Under the supervision of Dr. Bente Foereid, Alessio Cibati investigated the suitability of biochars produced at different pyrolysis temperatures and from different feedstock to adsorb metals (Cu and Zn) contaminants. The adsorption capacity of biochar produced from Miscanthus x giganteus was tested under varying fundamental parameters (pH, size of particle, effect of chemical activation, metal concentration and pyrolysis temperature).

pH, size of particle, effect of chemical activation, metal concentration and pyrolysis temperature play key roles in the adsorption mechanism.
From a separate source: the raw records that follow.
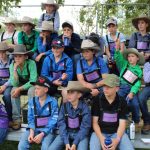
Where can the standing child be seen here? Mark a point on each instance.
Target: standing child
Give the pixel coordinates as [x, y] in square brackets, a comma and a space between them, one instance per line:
[42, 117]
[51, 14]
[74, 120]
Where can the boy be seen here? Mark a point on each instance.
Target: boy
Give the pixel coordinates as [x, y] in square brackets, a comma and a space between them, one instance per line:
[109, 113]
[22, 72]
[51, 14]
[74, 120]
[130, 78]
[42, 117]
[141, 39]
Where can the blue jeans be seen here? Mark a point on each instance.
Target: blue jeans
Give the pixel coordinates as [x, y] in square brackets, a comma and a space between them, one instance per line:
[132, 104]
[58, 144]
[16, 110]
[7, 100]
[124, 144]
[25, 145]
[143, 98]
[3, 133]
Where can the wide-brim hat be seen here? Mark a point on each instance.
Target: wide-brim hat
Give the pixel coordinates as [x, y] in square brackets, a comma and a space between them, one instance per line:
[75, 86]
[4, 47]
[88, 44]
[134, 51]
[20, 49]
[47, 26]
[9, 20]
[25, 20]
[142, 17]
[50, 2]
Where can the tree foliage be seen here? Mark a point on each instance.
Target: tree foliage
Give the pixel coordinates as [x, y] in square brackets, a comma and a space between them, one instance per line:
[123, 13]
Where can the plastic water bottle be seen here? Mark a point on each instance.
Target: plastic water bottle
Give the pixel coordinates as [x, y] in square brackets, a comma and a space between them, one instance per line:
[108, 141]
[132, 131]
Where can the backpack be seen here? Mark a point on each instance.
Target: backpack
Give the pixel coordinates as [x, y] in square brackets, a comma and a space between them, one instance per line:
[4, 121]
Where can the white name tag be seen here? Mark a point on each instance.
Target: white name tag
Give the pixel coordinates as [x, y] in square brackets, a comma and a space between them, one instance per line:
[129, 76]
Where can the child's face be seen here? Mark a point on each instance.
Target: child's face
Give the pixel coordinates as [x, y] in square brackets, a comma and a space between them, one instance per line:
[49, 8]
[133, 59]
[112, 28]
[73, 96]
[142, 25]
[3, 55]
[88, 54]
[57, 51]
[40, 90]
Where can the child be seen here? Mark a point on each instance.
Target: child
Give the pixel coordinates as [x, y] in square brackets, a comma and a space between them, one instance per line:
[109, 113]
[57, 67]
[42, 117]
[74, 120]
[10, 35]
[110, 40]
[5, 84]
[44, 42]
[22, 72]
[140, 39]
[91, 69]
[130, 77]
[51, 14]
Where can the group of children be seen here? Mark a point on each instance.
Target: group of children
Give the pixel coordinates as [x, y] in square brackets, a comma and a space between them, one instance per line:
[53, 63]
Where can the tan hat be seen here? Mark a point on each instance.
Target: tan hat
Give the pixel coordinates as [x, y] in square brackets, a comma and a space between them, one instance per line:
[141, 17]
[88, 44]
[111, 80]
[4, 47]
[75, 86]
[10, 20]
[20, 49]
[50, 2]
[134, 51]
[47, 26]
[26, 19]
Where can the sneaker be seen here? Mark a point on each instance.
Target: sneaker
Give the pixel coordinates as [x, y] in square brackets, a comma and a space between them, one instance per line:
[16, 125]
[146, 129]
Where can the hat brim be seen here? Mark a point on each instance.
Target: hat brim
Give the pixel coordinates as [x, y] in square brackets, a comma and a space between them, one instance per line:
[134, 51]
[135, 22]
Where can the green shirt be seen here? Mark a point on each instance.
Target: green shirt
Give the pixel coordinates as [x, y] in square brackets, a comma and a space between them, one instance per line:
[123, 64]
[29, 40]
[29, 73]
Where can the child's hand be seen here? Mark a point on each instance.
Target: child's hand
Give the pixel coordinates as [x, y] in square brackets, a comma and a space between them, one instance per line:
[38, 138]
[117, 43]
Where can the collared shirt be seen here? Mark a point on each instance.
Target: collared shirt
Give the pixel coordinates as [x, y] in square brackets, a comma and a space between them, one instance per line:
[93, 66]
[46, 48]
[122, 65]
[140, 38]
[24, 74]
[146, 72]
[59, 66]
[47, 17]
[43, 111]
[29, 40]
[121, 38]
[107, 107]
[6, 65]
[85, 123]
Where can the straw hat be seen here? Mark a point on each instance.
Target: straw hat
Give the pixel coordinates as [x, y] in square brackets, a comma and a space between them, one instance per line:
[142, 17]
[134, 51]
[50, 2]
[47, 26]
[75, 86]
[88, 44]
[26, 19]
[20, 49]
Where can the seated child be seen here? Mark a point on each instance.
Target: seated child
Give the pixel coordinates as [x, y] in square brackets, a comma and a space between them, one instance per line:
[42, 117]
[74, 120]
The aims of this work were: (I) to quantify the adsorption capacity of biochars, and (II) relate the adsorption to the physical and chemical characteristic of biochar, (III) to quantify how this is affected by the chemical activation and pyrolysis temperature.
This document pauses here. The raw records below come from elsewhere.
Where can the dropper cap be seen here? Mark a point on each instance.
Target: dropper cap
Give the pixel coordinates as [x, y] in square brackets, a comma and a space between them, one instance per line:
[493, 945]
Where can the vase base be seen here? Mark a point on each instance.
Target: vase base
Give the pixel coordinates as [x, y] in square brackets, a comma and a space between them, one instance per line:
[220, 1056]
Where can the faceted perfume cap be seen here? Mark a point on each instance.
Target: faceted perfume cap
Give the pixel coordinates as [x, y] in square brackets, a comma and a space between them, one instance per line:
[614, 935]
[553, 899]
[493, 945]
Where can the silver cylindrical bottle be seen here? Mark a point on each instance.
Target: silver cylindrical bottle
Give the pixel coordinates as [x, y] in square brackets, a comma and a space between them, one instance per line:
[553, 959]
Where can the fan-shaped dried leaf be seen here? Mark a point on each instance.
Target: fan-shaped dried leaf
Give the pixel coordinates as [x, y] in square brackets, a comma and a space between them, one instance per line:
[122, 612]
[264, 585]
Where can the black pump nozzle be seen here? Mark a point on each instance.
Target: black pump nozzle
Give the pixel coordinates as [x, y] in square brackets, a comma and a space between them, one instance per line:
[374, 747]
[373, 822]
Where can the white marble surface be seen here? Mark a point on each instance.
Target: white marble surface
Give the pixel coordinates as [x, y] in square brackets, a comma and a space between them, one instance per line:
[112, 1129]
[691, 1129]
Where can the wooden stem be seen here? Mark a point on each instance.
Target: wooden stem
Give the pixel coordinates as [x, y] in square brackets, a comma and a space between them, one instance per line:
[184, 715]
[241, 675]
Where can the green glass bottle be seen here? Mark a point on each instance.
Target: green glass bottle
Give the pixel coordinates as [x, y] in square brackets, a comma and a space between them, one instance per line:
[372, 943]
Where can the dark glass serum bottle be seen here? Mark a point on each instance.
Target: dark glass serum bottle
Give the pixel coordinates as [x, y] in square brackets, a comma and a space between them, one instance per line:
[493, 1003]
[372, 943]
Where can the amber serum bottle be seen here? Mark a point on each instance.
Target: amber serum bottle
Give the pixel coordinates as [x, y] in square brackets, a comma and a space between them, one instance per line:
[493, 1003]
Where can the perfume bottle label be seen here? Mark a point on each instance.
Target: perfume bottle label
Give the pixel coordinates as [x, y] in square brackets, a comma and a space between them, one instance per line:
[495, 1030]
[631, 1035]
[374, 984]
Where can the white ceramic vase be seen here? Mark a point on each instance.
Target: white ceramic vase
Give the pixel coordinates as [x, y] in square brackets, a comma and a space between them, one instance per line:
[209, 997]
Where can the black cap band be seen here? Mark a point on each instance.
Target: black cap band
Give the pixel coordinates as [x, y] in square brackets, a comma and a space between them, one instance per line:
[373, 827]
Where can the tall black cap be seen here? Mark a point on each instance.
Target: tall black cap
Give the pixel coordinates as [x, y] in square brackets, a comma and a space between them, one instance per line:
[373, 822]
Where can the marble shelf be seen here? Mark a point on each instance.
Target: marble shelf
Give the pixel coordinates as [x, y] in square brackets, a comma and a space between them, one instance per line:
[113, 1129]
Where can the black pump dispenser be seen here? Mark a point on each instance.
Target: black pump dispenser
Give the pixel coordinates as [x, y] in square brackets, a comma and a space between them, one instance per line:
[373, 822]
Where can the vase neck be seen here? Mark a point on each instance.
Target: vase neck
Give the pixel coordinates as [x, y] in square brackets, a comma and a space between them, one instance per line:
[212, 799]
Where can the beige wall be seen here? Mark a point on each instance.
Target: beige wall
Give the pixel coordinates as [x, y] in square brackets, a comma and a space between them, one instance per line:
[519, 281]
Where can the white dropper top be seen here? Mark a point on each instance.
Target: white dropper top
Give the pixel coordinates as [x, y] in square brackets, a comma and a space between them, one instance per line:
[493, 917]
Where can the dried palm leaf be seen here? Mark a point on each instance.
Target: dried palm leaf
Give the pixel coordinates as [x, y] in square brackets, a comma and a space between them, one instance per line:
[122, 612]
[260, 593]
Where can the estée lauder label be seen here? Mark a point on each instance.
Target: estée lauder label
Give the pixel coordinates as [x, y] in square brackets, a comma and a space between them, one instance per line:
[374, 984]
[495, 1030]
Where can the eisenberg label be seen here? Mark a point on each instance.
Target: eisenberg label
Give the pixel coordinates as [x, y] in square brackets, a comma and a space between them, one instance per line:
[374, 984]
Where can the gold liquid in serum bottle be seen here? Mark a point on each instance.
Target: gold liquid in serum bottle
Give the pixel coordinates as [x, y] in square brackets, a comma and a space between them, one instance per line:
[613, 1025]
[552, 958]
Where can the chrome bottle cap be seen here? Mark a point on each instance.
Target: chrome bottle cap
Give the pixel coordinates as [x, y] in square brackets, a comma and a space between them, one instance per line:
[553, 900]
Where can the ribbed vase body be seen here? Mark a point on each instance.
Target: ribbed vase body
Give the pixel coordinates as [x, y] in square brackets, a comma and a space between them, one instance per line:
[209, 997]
Miscanthus x giganteus  biochar showed to be an economic and environmental-friendly method to adsorb metals as copper and zinc from aqueous solution. Biochar's particle size, played an important role in terms of metals removal capacity of biochar; pyrolysis temperature also influenced positively the adsorption capacity, in fact biochar pyrolysed at higher temperature showed higher adsorption capacity for both metals investigated; Preliminary potentiometric titration tests suggested that the biochar is an heterogeneous material that shows two acid sites: carboxyl groups and phosphate groups.


Figure 1. X-ray CT scan images of BC600 (fig. A) and raw Miscanthus biomass (fig. B)
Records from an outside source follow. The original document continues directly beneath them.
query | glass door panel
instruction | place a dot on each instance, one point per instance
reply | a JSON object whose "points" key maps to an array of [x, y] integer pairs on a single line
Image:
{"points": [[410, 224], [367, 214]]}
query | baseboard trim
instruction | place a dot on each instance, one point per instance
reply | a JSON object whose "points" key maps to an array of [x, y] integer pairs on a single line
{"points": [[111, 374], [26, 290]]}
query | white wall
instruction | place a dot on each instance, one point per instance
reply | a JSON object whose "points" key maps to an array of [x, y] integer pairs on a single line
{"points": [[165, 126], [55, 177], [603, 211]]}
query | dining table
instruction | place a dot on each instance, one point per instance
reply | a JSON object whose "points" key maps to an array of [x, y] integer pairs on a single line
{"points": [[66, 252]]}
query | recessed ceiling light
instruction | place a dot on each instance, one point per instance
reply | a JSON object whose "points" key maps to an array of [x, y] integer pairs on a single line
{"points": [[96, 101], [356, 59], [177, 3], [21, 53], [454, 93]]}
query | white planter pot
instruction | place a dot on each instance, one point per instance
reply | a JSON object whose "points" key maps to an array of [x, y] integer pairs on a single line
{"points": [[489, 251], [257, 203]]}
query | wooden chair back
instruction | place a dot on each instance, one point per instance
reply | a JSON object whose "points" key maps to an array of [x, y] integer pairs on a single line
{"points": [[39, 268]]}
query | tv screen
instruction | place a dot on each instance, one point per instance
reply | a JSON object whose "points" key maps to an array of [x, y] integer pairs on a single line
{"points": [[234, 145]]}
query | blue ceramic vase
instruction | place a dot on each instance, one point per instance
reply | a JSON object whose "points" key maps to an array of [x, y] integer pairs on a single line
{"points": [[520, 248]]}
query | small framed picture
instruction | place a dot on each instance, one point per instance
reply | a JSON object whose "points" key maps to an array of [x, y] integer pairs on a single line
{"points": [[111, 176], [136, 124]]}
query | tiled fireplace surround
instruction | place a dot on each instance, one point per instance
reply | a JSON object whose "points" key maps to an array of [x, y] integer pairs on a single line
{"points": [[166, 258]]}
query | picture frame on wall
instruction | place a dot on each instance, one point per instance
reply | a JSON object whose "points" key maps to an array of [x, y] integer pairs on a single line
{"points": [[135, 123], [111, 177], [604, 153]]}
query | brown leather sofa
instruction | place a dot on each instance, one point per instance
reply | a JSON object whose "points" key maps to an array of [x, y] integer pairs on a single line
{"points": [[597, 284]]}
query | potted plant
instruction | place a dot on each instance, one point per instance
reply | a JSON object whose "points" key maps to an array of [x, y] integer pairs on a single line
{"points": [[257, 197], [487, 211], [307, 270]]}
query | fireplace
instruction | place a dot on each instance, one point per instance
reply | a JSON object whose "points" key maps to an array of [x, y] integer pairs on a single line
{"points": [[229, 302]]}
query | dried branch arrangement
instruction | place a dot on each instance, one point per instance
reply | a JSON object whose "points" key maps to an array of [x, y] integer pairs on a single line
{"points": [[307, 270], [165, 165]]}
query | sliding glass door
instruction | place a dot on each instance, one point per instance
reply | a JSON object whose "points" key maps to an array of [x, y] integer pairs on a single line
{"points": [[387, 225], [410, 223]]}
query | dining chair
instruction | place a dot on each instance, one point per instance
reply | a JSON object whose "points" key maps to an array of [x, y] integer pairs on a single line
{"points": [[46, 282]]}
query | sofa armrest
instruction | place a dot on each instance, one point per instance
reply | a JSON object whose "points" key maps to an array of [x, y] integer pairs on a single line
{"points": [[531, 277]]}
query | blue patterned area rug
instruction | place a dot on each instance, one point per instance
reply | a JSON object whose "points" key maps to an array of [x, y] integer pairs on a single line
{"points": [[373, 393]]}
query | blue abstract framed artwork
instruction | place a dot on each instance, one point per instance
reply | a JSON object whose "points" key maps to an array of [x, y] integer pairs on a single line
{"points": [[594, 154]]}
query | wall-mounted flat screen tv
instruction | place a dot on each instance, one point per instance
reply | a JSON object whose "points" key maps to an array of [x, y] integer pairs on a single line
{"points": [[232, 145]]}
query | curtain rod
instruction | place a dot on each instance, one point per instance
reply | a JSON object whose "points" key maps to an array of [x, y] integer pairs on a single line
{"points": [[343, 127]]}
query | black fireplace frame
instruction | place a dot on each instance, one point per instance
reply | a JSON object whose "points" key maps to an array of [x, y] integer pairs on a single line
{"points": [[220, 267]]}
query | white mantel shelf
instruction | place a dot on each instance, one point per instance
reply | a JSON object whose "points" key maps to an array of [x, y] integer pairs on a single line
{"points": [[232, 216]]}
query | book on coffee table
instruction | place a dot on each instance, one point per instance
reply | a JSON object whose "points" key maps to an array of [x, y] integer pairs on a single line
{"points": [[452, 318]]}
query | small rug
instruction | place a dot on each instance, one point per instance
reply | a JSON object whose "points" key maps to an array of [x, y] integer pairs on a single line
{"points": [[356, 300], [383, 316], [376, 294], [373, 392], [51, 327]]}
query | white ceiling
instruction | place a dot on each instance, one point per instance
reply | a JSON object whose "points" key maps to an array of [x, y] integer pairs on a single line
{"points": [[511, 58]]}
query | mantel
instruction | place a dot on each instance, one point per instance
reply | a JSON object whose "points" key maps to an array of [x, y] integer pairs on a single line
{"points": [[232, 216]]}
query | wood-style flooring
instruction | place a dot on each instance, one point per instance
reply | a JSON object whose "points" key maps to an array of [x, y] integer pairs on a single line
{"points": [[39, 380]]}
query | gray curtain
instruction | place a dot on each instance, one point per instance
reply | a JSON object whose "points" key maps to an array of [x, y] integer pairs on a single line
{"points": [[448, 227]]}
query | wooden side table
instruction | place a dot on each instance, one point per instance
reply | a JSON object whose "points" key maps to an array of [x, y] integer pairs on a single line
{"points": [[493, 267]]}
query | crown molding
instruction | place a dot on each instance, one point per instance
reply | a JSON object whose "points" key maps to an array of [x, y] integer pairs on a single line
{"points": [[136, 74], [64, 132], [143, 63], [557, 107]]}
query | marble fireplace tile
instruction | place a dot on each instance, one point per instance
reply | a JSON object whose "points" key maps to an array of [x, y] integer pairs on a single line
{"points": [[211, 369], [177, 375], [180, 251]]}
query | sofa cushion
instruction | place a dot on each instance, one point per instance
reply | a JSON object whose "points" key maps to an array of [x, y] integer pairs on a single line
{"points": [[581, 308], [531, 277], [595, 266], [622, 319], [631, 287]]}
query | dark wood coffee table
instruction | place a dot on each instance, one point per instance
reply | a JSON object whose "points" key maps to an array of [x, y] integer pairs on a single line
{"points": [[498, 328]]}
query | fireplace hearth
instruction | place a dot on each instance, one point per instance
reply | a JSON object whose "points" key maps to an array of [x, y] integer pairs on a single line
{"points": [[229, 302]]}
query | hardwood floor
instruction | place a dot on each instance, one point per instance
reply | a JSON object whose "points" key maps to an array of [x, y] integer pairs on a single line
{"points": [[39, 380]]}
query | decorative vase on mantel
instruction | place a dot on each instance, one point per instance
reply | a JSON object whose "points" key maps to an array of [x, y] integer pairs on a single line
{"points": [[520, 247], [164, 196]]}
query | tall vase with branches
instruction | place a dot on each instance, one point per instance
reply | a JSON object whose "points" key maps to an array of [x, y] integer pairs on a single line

The effect of pyrolysis temperature is clearly evident on the structure of biochar. Biochar pyrolyzed at 600°C (fig. A) showed a collapse of the structure starting from the inner part toward the outer part. This could be due to the higher temperature that causes the formation of gases that tend to escape toward the external part causing fractures of the structure. This supposition needs to be confirmed by further analysis, also comparing BC600 with BC350 to see if at lower pyrolysis temperature occurs a collapse of the structure as observed for BC600. In fig. B is reported an image of Miscanthus raw biomass.

Alessio personally considers this STSM as a very positive experience that allowed him to acquire new knowledge about the properties of biochar in the field of wastewater remediation.